She instead, is pure mimicry. Which is always the case for inferior species, of course. Needing to define essences, her function requires that she herself have no definition.”

Speculum of the Other Woman

These notions offer very broad and fecund spaces for feminist writers, poets, and theorists to reclaim voice and re shape knowledge claims of what it is to say.

What of my own methods you ask?

I am engaged in becoming the method of my own methods.

I listen carefully to the sound in language and write it.

I ventriloquize women's voices.

I multiply origins.

Dissociating signification's, I excavate voids, condense givens, ply and weave mannerisms, I embrace interferences and seek out and valorize polyphonies.

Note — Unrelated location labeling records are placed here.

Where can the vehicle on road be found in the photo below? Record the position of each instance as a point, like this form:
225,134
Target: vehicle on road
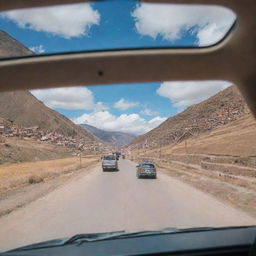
146,169
109,163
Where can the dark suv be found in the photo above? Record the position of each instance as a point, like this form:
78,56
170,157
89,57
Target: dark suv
146,169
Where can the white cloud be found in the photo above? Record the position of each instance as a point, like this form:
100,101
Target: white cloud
184,94
208,23
132,123
149,112
38,49
123,104
65,21
68,98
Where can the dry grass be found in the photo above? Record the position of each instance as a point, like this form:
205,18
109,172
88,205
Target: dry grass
21,174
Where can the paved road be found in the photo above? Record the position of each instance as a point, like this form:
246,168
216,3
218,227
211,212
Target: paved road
97,202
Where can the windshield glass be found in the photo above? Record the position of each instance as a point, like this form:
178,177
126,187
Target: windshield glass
102,25
199,135
148,166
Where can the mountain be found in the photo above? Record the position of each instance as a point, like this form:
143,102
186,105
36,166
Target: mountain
114,138
220,109
10,47
22,108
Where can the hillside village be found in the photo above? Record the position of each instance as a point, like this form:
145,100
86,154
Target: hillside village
9,129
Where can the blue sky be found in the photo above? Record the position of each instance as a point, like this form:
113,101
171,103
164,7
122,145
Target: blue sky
134,108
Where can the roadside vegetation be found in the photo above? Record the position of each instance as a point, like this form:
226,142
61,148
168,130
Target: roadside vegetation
17,175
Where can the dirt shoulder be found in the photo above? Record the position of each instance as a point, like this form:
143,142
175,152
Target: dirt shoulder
32,180
225,188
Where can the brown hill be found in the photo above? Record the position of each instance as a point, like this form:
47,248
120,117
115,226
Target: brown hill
10,47
23,109
220,109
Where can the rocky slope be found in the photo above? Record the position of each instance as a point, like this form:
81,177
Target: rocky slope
220,109
113,138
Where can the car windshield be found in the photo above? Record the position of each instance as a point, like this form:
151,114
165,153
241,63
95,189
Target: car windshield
199,135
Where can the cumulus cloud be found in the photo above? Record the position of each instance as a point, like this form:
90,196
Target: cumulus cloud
68,98
149,112
38,49
65,21
184,94
209,24
132,123
123,104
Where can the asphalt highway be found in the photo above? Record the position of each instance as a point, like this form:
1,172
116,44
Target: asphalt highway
97,201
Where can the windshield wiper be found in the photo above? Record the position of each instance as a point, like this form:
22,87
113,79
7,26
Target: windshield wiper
94,237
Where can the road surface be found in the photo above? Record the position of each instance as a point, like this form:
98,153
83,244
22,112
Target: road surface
98,202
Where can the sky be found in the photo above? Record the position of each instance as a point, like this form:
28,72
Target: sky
133,108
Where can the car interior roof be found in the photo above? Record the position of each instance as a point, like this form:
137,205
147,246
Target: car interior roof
231,59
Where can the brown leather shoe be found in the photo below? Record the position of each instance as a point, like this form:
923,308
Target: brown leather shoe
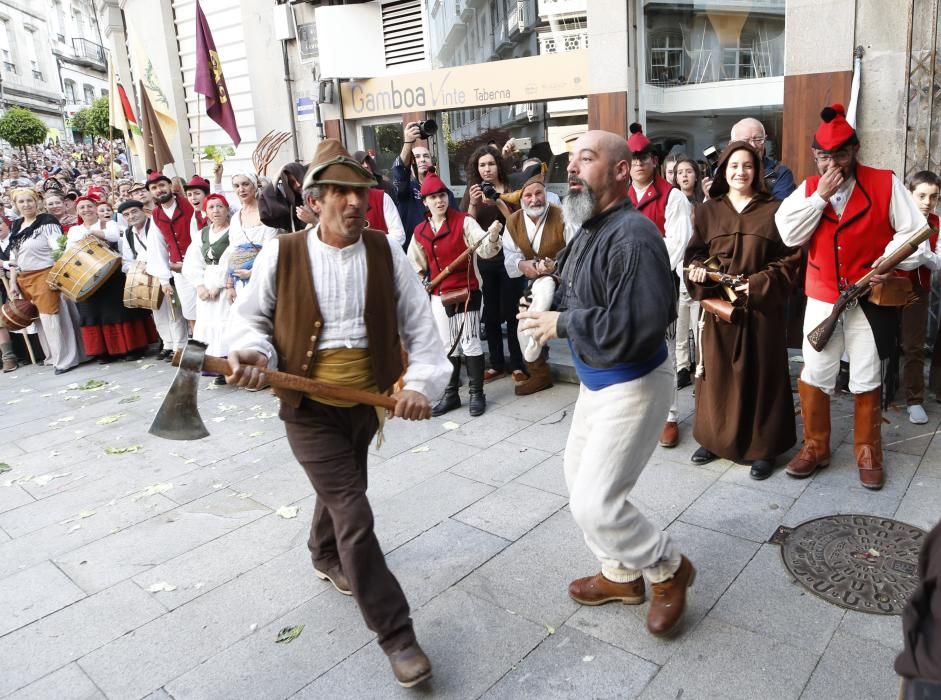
867,439
597,590
335,576
670,437
815,454
410,666
668,600
540,377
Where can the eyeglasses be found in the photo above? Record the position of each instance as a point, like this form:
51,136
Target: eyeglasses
838,157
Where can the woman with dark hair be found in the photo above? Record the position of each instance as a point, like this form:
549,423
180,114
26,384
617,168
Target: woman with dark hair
487,180
744,408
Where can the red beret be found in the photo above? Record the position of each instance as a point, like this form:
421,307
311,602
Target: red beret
432,184
834,132
637,142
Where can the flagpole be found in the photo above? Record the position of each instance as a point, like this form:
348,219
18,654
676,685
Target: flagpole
198,129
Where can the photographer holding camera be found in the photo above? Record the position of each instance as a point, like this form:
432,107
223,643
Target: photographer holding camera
408,173
486,179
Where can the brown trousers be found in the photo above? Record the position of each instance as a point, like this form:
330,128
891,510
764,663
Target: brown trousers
332,445
914,329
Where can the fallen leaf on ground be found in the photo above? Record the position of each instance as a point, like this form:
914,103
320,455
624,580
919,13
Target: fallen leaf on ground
153,490
287,511
46,478
289,634
161,586
123,450
92,385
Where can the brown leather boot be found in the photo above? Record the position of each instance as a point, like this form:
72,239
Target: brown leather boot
668,600
815,453
597,590
410,666
540,377
867,438
670,437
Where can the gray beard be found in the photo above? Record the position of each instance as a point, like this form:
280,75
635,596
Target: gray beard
578,207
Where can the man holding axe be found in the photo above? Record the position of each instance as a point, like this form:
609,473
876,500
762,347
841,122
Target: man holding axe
851,217
335,304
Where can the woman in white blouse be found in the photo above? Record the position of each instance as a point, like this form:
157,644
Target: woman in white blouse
109,330
34,238
247,234
202,269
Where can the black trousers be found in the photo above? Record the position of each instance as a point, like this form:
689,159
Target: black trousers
332,445
501,304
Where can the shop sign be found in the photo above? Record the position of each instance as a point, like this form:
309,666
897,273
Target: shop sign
547,77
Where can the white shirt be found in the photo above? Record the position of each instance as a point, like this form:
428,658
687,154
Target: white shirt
513,256
677,223
799,215
140,244
339,277
472,234
393,221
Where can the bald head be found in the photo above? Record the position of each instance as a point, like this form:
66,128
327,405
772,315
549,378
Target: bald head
600,166
751,131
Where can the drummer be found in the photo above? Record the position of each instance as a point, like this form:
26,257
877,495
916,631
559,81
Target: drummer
35,238
109,330
171,326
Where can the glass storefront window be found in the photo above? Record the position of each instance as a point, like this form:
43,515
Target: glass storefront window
705,41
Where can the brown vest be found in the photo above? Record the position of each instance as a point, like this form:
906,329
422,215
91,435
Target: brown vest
553,234
297,317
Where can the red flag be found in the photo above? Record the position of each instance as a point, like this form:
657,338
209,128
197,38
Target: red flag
210,81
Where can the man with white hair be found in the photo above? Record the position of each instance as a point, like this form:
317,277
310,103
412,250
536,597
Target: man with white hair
778,177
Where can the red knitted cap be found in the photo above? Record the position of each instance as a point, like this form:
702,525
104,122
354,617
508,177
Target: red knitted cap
432,184
834,132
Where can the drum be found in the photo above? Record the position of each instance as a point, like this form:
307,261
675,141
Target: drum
17,314
82,269
142,291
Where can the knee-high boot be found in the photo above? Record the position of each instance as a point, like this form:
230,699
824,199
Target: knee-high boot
477,402
450,400
867,438
815,453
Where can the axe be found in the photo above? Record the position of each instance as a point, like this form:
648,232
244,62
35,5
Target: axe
178,417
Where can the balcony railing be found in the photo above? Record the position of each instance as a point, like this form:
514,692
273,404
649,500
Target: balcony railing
556,8
566,40
88,50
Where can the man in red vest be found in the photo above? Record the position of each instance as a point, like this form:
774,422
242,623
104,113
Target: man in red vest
849,216
669,209
455,302
173,216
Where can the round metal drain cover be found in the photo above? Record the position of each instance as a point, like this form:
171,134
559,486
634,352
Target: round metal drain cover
860,562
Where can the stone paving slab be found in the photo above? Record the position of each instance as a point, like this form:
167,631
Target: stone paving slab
490,607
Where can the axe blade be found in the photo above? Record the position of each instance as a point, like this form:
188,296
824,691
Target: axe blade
178,417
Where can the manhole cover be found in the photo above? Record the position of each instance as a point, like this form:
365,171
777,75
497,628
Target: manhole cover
860,562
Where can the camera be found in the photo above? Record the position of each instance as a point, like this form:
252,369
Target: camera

I am engaged in confusing genres and neutralizing techniques and media and understand this as a creative and politically creative method.

I am a paradox

Sounding language

… a multitude of multitudes

This is a method that produces notions and writing as scores of possibilities. It weaves possibilities into seemingly authentic calculations, a practice like that of Ada Countess of Lovelace.

It is a method that gives rise to monsters with voices, and monstrous voices.

Wittig, in Les Guerillieres, speaks of this colorful monster as in a permanent state of singing...?

Somewhere there is a siren. Her green body is covered with scales. Her face is bare. The undersides of her arms are a rosy color. Sometimes she begins to sing.

The women say that of her song nothing is to be heard but a continuous O. That is why this song evokes for them, like everything that recalls the O, the zero, the circle the vulval ring”.

Paraphrasing the boys who wrote A Thousand Plateaus…lets, …Transpierce the mountains instead of scaling them, excavate the land instead of straitening it, or be it, be its voice, bore holes in space instead of keeping it smooth, and closed, turn the earth into Swiss cheese, or milk, our milk of words. Turn the frames of the known, the strictures of grammar, the separations of disciplines into their own gaping holes.

My method through this notion is a call to making these frames and language our creative zero.

Wittig again…”At this stage one must interrupt the calculations and begin again at zero. If one makes no mistake with the calculations, if one jumps with both feet together at just the right moment, one will not fall into the snake pit. If one makes no mistakes in the calculations, if one bends down at just the right moment, one will not be caught in the jaws of the trap. At this stage, one must interrupt the calculations, and begin again at zero”.

zero as a starting and being in point?

a zero plus one

plus one

plus one

Wittig… (and my own work continues her project), urges us to “take time, consider this new species that seeks a new language…” Listening to our own tongues, listening for the it in it.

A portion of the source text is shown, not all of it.